The Eagle's Prey
- First UK edition cover
- Author: Simon Scarrow
- Language: English
- Series: Eagles of the Empire
- Genre: Historical novel
- Publisher: Headline (UK) & Thomas Dunne Books (USA)
- Publication date: 5 July 2004
- Publication place: United Kingdom
- Media type: Print (Hardback & Paperback)
- Pages: 480 p. (paperback edition)
- ISBN: 0-7553-0116-1
- OCLC: 58053216
- Preceded by: The Eagle and the Wolves
- Followed by: The Eagle's Prophecy

= The Eagle's Prey =

2004 novel by Simon Scarrow

The Eagle's Prey is the fifth novel in the Eagles of the Empire series by Simon Scarrow. It was published by Headline Publishing Group in July 2004.

==Synopsis==
This novel is set in AD 44 during the Roman invasion of Britain.

During the second year of their campaign against the British tribes, the Roman legions are under great pressure to complete their mission. However, at a crucial juncture in battle, Macro and Cato's superior, Centurion Maximius, loses his nerve after discovering an auxiliary outpost had been massacred by British raiders and leads his cohort on a revenge mission, in spite of his orders to defend a vital river crossing. Macro questions Maximius' orders, and is allowed by his superior to take his century and guard the river crossing.
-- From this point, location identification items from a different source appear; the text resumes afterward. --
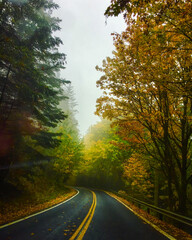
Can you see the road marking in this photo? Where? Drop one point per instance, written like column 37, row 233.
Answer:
column 35, row 214
column 144, row 219
column 86, row 222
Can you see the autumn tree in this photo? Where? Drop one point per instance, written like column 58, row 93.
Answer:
column 148, row 81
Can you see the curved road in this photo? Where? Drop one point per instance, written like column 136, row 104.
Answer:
column 88, row 216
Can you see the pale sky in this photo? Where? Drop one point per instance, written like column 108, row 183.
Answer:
column 87, row 41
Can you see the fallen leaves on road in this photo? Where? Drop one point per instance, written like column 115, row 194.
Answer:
column 11, row 213
column 168, row 228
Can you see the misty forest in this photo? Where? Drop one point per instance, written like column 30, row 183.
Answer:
column 141, row 146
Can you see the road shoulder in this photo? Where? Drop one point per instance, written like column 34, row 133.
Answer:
column 35, row 209
column 168, row 230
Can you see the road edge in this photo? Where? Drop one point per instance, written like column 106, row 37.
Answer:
column 141, row 217
column 40, row 212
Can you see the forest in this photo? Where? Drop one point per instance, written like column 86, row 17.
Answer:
column 141, row 146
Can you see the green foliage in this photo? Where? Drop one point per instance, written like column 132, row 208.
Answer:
column 102, row 165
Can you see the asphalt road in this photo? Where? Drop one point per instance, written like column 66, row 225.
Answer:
column 88, row 216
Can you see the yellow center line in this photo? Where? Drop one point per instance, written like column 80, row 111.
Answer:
column 85, row 223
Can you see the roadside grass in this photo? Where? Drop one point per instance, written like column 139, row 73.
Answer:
column 21, row 204
column 166, row 227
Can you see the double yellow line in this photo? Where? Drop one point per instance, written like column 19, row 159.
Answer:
column 81, row 230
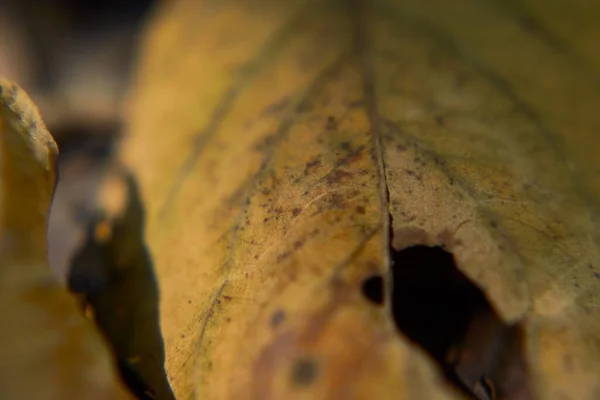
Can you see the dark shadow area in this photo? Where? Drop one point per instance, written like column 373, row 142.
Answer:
column 114, row 274
column 442, row 311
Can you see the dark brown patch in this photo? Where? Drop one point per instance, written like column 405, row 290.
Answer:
column 312, row 165
column 337, row 201
column 265, row 143
column 338, row 176
column 410, row 236
column 283, row 256
column 345, row 146
column 275, row 107
column 352, row 156
column 277, row 318
column 356, row 103
column 304, row 372
column 401, row 147
column 331, row 124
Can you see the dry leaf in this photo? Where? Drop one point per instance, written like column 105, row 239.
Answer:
column 49, row 350
column 286, row 151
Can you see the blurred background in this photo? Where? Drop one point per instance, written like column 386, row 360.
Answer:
column 74, row 58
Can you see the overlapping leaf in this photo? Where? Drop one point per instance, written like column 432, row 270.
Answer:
column 48, row 349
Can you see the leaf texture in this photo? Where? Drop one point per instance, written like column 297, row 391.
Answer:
column 282, row 149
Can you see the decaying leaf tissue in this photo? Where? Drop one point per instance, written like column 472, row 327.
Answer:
column 331, row 199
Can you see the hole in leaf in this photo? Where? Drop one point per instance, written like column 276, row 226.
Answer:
column 442, row 311
column 373, row 289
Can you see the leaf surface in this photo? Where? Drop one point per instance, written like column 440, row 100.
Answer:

Maximius gets his revenge, but is alerted to the danger of Macro's century and rushes back to the aid of his junior centurion. However, they are too late, and the cohort is driven in to a tactical retreat to avoid obliteration. This allows the Britons, including the enemy leader Caratacus, to escape. Because of this failure to halt the escape of Caratacus' army, and the subsequent delay of Claudius' triumph at Rome, an inquest, overseen by General Plautius and Narcissus, leads to the decimation of the cohort.

Cato and his fellow convicts escape their punishment and are forced to wander the British countryside, looking for a safe place to hide from their enemies, both Roman and Briton. By a twist of fate Cato finds himself in the hands of Caratacus, and gets to know him and his cause.